Categories
Uncategorized

Dari Ruang Siber hingga Teknologi Persuasif: Analisis Etika Digital kekinian

Sore ini saya diminta mengisi perkuliahan Etika Komunikasi Strategis untuk Batch 8 MIKOM UMN.

Perkuliahan dilakukan secara daring (via Zoom) selama dua setengah jam.

Minggu ini adalah week 10 perkuliahan bagi 16 orang mahasiswa Semester 2 MIKOM yang sebagian besar sudah bekerja menjadi praktisi profesional di bidang advertising, PR, jurnalis, marketing, dan stratcomm.

Topik yang saya bawakan selaku dosen rekanan internal dalam perkuliahan kali ini adalah Etika Komunikasi Digital yang menyoroti pergeseran paradigma dari conventional cyber ethics menuju pendekatan multidisiplin yang mencakup filsafat moral, regulasi, dan technology governance.

Acuan utama dari perkuliahan sore ini adalah gambar berikut ini, yang merupakan mapping dari buku Oxford Handbook of Digital Ethics (2023)

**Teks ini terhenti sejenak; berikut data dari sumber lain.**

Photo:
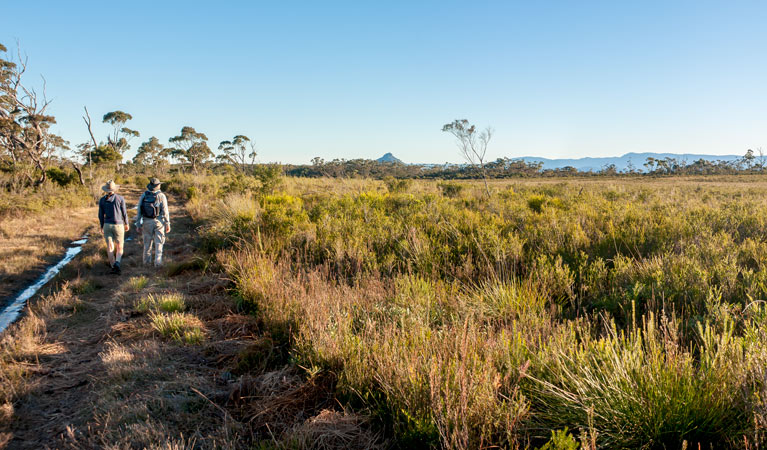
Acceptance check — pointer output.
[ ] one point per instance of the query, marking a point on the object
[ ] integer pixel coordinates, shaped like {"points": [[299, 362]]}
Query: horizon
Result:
{"points": [[350, 81]]}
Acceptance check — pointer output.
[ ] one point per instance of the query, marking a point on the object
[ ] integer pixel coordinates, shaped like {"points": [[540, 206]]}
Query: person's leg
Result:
{"points": [[110, 251], [119, 243], [109, 238], [159, 241], [147, 233]]}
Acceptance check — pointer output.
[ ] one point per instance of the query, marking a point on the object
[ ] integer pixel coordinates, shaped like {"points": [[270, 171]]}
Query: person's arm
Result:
{"points": [[101, 214], [139, 216]]}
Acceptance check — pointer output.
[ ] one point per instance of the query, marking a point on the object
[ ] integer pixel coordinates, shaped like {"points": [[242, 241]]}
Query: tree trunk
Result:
{"points": [[79, 173], [484, 178]]}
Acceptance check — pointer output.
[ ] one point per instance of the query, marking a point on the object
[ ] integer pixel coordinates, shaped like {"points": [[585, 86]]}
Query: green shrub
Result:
{"points": [[180, 327], [395, 185], [451, 190], [62, 177]]}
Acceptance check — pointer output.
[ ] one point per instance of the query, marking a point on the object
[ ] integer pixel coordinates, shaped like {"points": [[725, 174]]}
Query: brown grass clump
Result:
{"points": [[332, 430]]}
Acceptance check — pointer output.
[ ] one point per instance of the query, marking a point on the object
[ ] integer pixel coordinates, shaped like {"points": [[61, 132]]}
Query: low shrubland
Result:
{"points": [[630, 314], [612, 314]]}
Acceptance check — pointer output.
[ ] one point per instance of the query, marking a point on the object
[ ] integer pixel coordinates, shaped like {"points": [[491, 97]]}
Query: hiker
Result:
{"points": [[153, 219], [113, 217]]}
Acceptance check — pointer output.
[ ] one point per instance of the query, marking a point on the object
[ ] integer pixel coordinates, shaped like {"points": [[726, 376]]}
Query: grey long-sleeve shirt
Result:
{"points": [[112, 209], [164, 215]]}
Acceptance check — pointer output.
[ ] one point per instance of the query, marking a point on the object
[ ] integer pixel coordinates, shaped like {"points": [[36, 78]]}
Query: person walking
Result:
{"points": [[153, 219], [113, 218]]}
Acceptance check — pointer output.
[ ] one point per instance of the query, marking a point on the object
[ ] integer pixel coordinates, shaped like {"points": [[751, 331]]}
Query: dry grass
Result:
{"points": [[31, 243]]}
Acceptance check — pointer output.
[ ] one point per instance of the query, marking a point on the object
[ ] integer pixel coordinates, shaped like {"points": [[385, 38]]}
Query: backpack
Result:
{"points": [[150, 205]]}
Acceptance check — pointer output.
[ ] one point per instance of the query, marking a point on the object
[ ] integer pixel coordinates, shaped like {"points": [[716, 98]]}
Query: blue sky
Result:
{"points": [[357, 79]]}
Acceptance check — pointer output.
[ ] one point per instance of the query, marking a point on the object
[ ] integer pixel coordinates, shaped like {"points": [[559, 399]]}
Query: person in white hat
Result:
{"points": [[113, 217], [153, 219]]}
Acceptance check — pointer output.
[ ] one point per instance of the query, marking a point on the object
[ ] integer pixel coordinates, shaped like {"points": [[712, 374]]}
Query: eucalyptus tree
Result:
{"points": [[152, 153], [117, 141], [191, 147], [240, 152], [472, 144], [26, 141]]}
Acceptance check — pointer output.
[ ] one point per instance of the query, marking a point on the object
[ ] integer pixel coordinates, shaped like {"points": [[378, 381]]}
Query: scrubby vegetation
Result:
{"points": [[630, 314]]}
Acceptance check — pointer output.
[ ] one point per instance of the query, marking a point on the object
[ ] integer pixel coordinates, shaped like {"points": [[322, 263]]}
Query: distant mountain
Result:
{"points": [[389, 158], [622, 162]]}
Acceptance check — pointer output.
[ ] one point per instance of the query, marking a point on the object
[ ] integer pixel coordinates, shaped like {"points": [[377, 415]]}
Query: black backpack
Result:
{"points": [[150, 205]]}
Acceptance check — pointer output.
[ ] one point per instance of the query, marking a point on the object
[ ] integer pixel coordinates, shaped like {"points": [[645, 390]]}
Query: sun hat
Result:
{"points": [[110, 186], [154, 183]]}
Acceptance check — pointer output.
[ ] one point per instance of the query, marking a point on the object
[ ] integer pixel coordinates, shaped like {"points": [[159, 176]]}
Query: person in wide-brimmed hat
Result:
{"points": [[113, 217], [153, 219]]}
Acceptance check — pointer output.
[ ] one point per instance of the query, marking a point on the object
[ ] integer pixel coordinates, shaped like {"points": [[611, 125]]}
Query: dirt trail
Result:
{"points": [[101, 373], [60, 395]]}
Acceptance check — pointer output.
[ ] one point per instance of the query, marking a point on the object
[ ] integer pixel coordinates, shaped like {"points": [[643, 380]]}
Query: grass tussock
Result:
{"points": [[168, 302], [137, 284], [602, 314], [179, 327]]}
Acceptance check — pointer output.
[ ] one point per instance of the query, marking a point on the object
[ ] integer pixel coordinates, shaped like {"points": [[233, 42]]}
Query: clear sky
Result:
{"points": [[357, 79]]}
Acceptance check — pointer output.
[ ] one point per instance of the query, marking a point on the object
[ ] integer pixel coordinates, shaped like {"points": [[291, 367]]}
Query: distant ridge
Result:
{"points": [[637, 160], [389, 158]]}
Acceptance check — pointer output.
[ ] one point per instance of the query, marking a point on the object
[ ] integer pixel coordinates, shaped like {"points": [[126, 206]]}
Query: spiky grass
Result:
{"points": [[136, 284], [180, 327], [168, 302]]}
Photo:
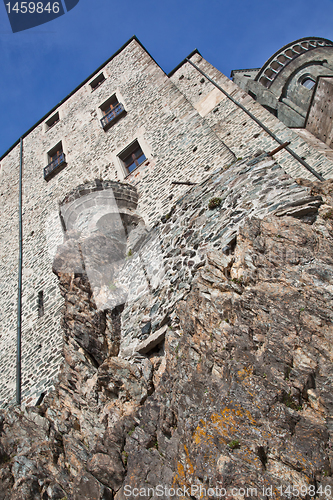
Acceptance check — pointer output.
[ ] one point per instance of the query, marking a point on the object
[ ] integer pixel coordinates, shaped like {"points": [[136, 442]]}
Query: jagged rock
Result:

Diskusi berikut relevan bagi pemula yang sedang tertarik mendalami aspek spesifik dari etika komunikasi digital serta pakar yang melanjutkan angle pencarian dan diskusi yang lebih holistik berkenaan dengan persoalan-persoalan etika di era post-truth.

Kerangka Teoretis
Kritik terhadap Utilitarianisme Digital: Kasus self-driving car (Bab 15) menguji prinsip “kerugian minimal” dalam trolley problem. Jika mobil otonom memilih menabrak satu orang untuk menyelamatkan lima orang, apakah keputusan algoritma itu etis? Pertanyaan ini menyentuh moral agency mesin dan tanggung jawab desainer.

Deontologi vs. Konsekuensialisme: Iklan AdBlock (Bab 23) memicu debat antara hak pengguna atas kenyamanan (autonomy) dan hak kreator atas pendapatan (justice). Brave Browser, misalnya, secara default memblokir iklan; hal ini dapat ditafsirkan sebagai sebentuk resistance terhadap model bisnis Google yang “bermain dua kaki.”

Sesi tanya jawab kritis dengan mahasiswa peserta

Mbak R (jurnalis dan pemerhati AI):
“Bagaimana moral reasoning diimplementasikan dalam AI ethics assistant seperti ChatGPT?”
Hendar merujuk pada model value alignment (Bab 15) yang mensyaratkan transparansi algoritma. Namun, ia mengingatkan bahwa AI tidak memiliki intentionality, sehingga pertanggungjawaban moral tetap berada pada manusia.

Mas B (Analis Media):
“Apakah lowkey trolling terhadap kelompok rentan (misalnya Ahmadiyah) bisa dikategorikan sebagai epistemic injustice?”
Diskusi merujuk pada Bab 7 (Trolling) yang menyoroti silencing effect sebagai bentuk kekerasan simbolik. Anonimitas digital memperparah asymmetric power dalam diskursus publik.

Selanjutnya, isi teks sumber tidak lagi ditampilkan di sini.